Auch die EU strebt schärfere Prüfungen bei Übernahmen von Firmen durch ausländische Investoren etwa aus China an.  Dabei geht es nicht nur um den Schutz vor einem „Ausverkauf“ europäischer Technologie, sondern auch um einen Interessenausgleich bei der Öffnung der jeweiligen Märkte: Während China seine Märkte teilweise noch vor ausländischen Investoren schützt, befürchtet man, dass die europäische Offenheit als ein Einfallstor für industriepolitische Interessen anderer Staaten benutzt wird.

Diese Rechtsentwicklung wird in China mit großem Interesse verfolgt. Es bestand teilweise die Befürchtung, dass Deutschland Investitionen aus China verbieten würde. Hier gilt es, die Gemüter im Dialog zu beruhigen. 

Deutsche Prinzipien und chinesischer Pragmatismus prallen aufeinander

Die Ansiedlung von Unternehmen in Deutschland ist nicht einfacher geworden. Der banale Akt der Eröffnung eines Bankkontos kann zum zeit- und nervenraubenden Abenteuer ausarten. „Know your customer“ kann bei verzweigten Konzernstrukturen in China zu einer Daueraufgabe in Deutschland werden. Angesichts des Margendrucks bei den Banken ist auch nicht mehr jeder Neukunde willkommen, bei dem noch nicht vorhersehbar ist, wie er sich wirtschaftlich entwickeln wird. Hier prallen deutsche Erwartungen an betriebswirtschaftliche Vorausschau und chinesischer Pragmatismus („wir fangen erst mal an…“) aufeinander. 

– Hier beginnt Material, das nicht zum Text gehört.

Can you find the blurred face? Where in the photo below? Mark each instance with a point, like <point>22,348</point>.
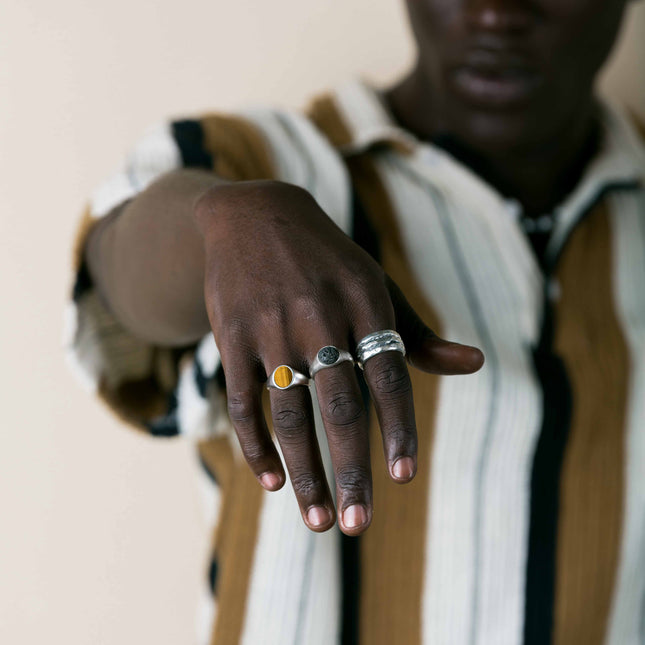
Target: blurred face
<point>511,73</point>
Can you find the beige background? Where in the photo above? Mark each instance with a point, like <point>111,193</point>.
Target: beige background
<point>102,540</point>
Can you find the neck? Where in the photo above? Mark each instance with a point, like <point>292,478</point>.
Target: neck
<point>538,175</point>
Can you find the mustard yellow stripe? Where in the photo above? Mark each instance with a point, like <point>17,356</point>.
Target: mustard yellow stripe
<point>589,338</point>
<point>239,149</point>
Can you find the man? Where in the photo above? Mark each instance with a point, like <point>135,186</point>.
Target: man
<point>488,197</point>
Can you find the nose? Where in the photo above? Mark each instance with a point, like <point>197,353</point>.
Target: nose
<point>499,15</point>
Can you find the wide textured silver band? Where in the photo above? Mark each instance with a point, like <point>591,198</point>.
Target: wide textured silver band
<point>386,340</point>
<point>284,377</point>
<point>329,356</point>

Dieser Konflikt setzt sich auf der Ebene der Erteilung von Aufenthaltsgenehmigungen, die ebenfalls an den wirtschaftlichen Erfolg der Neuansiedlung geknüpft sind, fort. Dies ist bedauerlich, denn eine Willkommenskultur sollte insbesondere für solche Menschen gelten, die gewillt sind, hier zu investieren und kein Interesse daran haben, die deutschen Sozialsysteme in Anspruch zu nehmen.

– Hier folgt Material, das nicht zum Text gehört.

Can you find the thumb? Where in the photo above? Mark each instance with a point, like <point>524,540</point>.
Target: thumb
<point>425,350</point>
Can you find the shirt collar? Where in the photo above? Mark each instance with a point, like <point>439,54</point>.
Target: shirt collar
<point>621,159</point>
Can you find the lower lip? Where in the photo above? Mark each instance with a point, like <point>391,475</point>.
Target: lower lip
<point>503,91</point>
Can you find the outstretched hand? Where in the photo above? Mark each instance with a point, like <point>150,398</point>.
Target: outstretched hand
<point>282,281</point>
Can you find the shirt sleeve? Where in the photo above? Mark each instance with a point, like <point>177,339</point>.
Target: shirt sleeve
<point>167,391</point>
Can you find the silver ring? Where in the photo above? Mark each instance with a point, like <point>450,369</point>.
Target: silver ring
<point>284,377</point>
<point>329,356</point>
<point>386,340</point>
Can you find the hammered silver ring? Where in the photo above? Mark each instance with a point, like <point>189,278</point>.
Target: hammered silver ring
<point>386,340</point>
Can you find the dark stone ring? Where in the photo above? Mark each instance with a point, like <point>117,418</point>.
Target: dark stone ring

Let‘s go west? Investitionen im Ausland unter schärferer Kontrolle

Das Umfeld für Investitionen ist aber auch auf chinesischer Seite nicht einfacher geworden. Zu einem zentralen Problem hat sich die Frage entwickelt, ob der chinesische Investor in der Lage ist, sein Investment in Euro oder Dollar zu bezahlen. Die chinesische State Administration for Foreign Exchange (SAFE) überprüft mittlerweile sehr genau, ob das Investment sinnvoll im Sinne einer strategischen Akquisition ist. Investitionen, die den Anschein erwecken, sie könnten dem Parken von Geld im Ausland dienen, sollen unterbunden werden. 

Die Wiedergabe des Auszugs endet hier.